No sooner can you say ‘come on, this is a Schwarzenegger movie, kill somebody already!’ we learn that someone is offing all of Matrix’s former special forces brothers and Matrix is probably next.  Cue an ominous warning from Matrix’s former commanding officer, generic bad guys kidnapping Matrix’s little girl, and the beginning of a ridiculously high body count and we’re on our way to a pure, unadulterated shot of A-grade Awesome.

When Arnie’s attempt to rescue his daughter from the clutches of the generic bad guys lands him in their clutches too, they hold his daughter for ransom and insist that in order to get her back relatively unharmed he must assassinate the President of a fictional South American country named Val Verde so the bad guys can install their own dictator. However you can’t keep a big lug like Arnie down for long – he escapes their clutches and now the clock is ticking (they think he’s on a plane for Val Verde) for him to track down the baddies and his daughter, get greased up, and go all world war three on their asses.

The one liners start pretty much immediately and don’t stop for the entire film. In fact, this is one of the most quotable movies I have ever seen. From a guy taking out his garbage and remarking to the garbage men (who are his assassins in disguise) “I was worried you’d missed me!” and them replying: “Don’t worry, we won’t” before unloading on him with Uzis, to Arnie’s famous “I let him go” after dropping bottle-clinking guy off a cliff, they are punchy and irreverent. Well, not really. I just wanted to say the word 'irreverent'.

Bottle clinking guy (who is actually named Sully and is played by David Patrick Kelly) is one of my favourite characters. I love a good bit of sleaze and he is tremendously creepy when he follows Rae Dawn Chong through the airport and out to her car.

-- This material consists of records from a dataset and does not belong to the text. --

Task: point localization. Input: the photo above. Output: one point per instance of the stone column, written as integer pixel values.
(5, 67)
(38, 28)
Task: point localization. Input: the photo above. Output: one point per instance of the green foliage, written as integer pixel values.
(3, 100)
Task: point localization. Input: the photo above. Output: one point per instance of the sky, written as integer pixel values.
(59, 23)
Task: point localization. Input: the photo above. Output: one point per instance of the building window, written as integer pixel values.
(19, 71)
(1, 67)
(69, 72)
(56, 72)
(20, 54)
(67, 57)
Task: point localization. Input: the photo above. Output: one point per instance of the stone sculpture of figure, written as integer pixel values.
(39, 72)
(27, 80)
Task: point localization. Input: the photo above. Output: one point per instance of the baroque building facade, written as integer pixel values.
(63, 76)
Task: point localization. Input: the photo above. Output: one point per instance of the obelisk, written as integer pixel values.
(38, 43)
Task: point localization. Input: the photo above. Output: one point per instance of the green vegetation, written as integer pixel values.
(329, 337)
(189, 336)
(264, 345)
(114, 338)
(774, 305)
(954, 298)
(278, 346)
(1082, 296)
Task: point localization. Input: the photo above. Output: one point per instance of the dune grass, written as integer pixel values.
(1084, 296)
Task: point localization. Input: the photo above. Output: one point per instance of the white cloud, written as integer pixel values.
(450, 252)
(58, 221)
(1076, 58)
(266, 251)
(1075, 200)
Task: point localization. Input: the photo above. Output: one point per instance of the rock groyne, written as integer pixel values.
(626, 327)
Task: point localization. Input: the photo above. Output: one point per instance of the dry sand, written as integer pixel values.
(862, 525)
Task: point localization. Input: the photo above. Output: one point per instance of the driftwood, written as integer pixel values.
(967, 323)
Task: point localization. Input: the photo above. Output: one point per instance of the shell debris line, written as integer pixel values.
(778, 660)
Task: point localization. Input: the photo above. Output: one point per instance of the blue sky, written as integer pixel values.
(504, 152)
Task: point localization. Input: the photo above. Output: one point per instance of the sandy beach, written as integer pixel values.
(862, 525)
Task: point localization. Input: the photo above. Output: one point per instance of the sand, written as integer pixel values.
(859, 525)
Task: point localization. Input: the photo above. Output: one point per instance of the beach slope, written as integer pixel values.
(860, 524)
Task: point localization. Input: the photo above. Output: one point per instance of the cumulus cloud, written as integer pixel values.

He certainly doesn’t take rejection well. He also does the most limp-fingered wave I’ve ever seen, when he’s farewelling Arnie and the huge sleepy guy with the safari hat as they board a plane. It’s really odd.

I couldn’t even count the number of times I’ve seen this film. I love everything about it. I love the action. I love the cheese-flavoured dialogue. I love that Matrix is motivated to whoop ass by his love for his daughter. I love that when Arnie fights Bill Duke he throws him through a door into an adjacent hotel room, and for no reason other than to be completely gratuitous, the room contains a couple filming themselves having sex.  I love that Rae Dawn Chong’s brilliant plan to free Matrix from a police wagon is to fire a freakin rocket launcher at it. I love how camp Vernon Wells’ villain is (aside from his Freddy Mercury outfit, he not once but twice talks about slowly inserting things into Arnold Schwarzenegger, and his demise involves Arnie impaling him with a huge length of pipe).

But all the so-called ‘story’ is really just leading up to what the film is all about – kicking ass and taking names. And this is done in the fantastic climactic showdown between Arnie and a horde of throwaway enemies. As Arnie infiltrates the main baddie’s island hideaway, they are (in no particular order) mown down with machine guns, blown up with explosives, impaled with garden implements, cleaved with various types of blades, and just generally slaughtered like cattle. This sequence contains my favourite bit of the entire film, and indeed one of my favourite bits in any film, ever: Fidel Castro-guy. You see, with a reasonably limited budget they couldn’t afford hundreds of different extras for the final battle, so instead they just kill the same 10 or so guys over and over again. One of these guys has a very recognisable, Castro-type beard, and it’s hilarious to spot his numerous deaths.

In the 80’s, Arnie didn’t need CGI. He just used his fists. Commando is one of his best.